The original owners of the three-story, early-nineteenth-century structures had used them as their secondary residences whenever they relocated their families from the cotton, rice and indigo plantations built along the creeks and marshes in order to escape the swamp fevers so prevalent at the time during the intense summer heat.
She knew she’d taken a big step when she left her position with a prestigious Fort Lauderdale architectural and design firm to set up her own company—Eaton Interior and Design. She’d come to the realization she’d been overworked, overlooked for promotions, underpaid for her expertise, all the while being subtly sexually harassed by one of the partners. Rather than initiate a lawsuit against him and the firm, she’d decided it was time to leave.
Despite Jasmine’s occasional histrionics, Crystal had to thank her mother for giving her the encouragement she needed to strike out on her own. Jasmine might have been impetuous when it came to her relationships, but she was the complete opposite when buying and selling art. Jasmine revealed that she, too, was thirty when she’d sold her first painting, so it would stand to reason that her daughter would start up her own company at thirty.

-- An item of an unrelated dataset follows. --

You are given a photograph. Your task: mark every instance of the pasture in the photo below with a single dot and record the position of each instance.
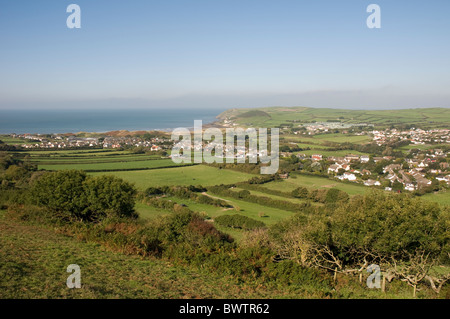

Two years later Jasmine opened a thriving and exclusive art gallery in an upscale Miami neighborhood with a growing clientele that included celebrities who wanted to decorate the walls of their sprawling mansions with works of art.
Crystal didn’t have a shop—not yet—but she did have recommendations from several of her father’s clients and one from her mother. Not once had she harbored any guilt about using her parents’ name to further her career. It was the least they could do for emotionally abandoning her as a child. She’d found herself competing with her father’s wives for his attention, while her mother had never recovered from losing her husband, the man she considered the love of her life.